# What is the difference between "differential" and "differential-coplanar" in controlled impedance?

I am routing differential pairs in Altium 20 and using controlled impedance profiles. I am using microstrips on external layers only.

For instance, I want a 100 Ω controlled impedance pair, and have used "differential" before which seemed to work fine. Because the traces are together on the same layer (plane) I'm not sure how "coplanar" differs. Information on Altium's page about this is not really clearing it up for me.

What's the difference between "differential" and "differential-coplanar?"

With "differential", selecting the top layer provides this properties panel:

Using "differential-coplanar", selecting the top layer provides this properties panel:

I've always manually created a DRC rule to keep the ground pour on the same plane away from the differential trace by some amount. It appears that the coplanar option specifies a clearance (S) which aims to do the same thing. (Although the value provided is smaller than expected.)

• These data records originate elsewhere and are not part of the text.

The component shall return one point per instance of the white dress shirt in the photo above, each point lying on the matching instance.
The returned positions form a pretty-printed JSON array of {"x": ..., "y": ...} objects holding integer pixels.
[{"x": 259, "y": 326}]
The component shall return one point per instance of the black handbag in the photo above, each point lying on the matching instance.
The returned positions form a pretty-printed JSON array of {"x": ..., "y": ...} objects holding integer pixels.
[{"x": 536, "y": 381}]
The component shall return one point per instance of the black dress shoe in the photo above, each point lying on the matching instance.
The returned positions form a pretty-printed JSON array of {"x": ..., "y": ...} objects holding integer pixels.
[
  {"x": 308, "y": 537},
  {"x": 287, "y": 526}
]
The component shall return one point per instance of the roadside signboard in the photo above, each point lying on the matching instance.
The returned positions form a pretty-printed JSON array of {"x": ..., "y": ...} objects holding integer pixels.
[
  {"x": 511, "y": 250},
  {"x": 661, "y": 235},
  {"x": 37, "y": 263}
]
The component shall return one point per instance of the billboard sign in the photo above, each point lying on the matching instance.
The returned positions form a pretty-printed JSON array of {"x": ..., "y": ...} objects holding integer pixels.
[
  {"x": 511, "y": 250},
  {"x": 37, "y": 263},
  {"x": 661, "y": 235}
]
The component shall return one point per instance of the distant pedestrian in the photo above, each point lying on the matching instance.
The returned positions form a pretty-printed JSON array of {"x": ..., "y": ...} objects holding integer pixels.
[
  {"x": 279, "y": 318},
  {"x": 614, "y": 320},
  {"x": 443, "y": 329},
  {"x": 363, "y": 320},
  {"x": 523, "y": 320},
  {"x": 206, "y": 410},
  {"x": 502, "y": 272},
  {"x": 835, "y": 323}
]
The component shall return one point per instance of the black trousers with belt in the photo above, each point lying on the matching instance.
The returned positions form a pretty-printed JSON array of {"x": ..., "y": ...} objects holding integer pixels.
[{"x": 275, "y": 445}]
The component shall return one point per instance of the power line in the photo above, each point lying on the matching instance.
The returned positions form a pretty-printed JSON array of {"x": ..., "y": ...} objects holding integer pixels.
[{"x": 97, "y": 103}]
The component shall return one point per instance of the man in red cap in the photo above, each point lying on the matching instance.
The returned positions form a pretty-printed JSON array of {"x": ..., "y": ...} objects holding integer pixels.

• In my mind, co-planar is just a specific type of a differential pair on a PWB, one where the two traces are in the same plane. From my experience, this is the most common geometry used for diff pairs. Jun 29, 2021 at 19:26
• @SteveSh I've only ever seen them in the same plane, so perhaps I should use coplanar. But that still leaves the other option as unclear or unknown to me. Jun 29, 2021 at 20:48
• Do they mean "coplanar waveguide" as opposed to microstrip or stripline? Can you try and see what it does?
– Matt
Jun 29, 2021 at 21:09
• @Matt I've added images showing the properties of either choice, along with comments. Jun 29, 2021 at 21:45

## 1 Answer

The coplanar option designs a grounded coplanar waveguide structure. In this design there is a coplanar ground plane a controlled distance away from the trace that is close enough that it significantly affects the impedance of the trace. See how in your microstrip example the traces are 192 um wide while in the coplanar design they are 117 um wide. This difference is to compensate for the extra capacitance to the nearby coplanar ground. For this reason it is different than just setting a design rule to keep the ground pour away. If you let the ground get this close to the traces you would mess up your controlled impedance. See how the gap between the traces is the same as the gap to the coplanar ground. This should be much closer than your normal ground pour design rule would allow.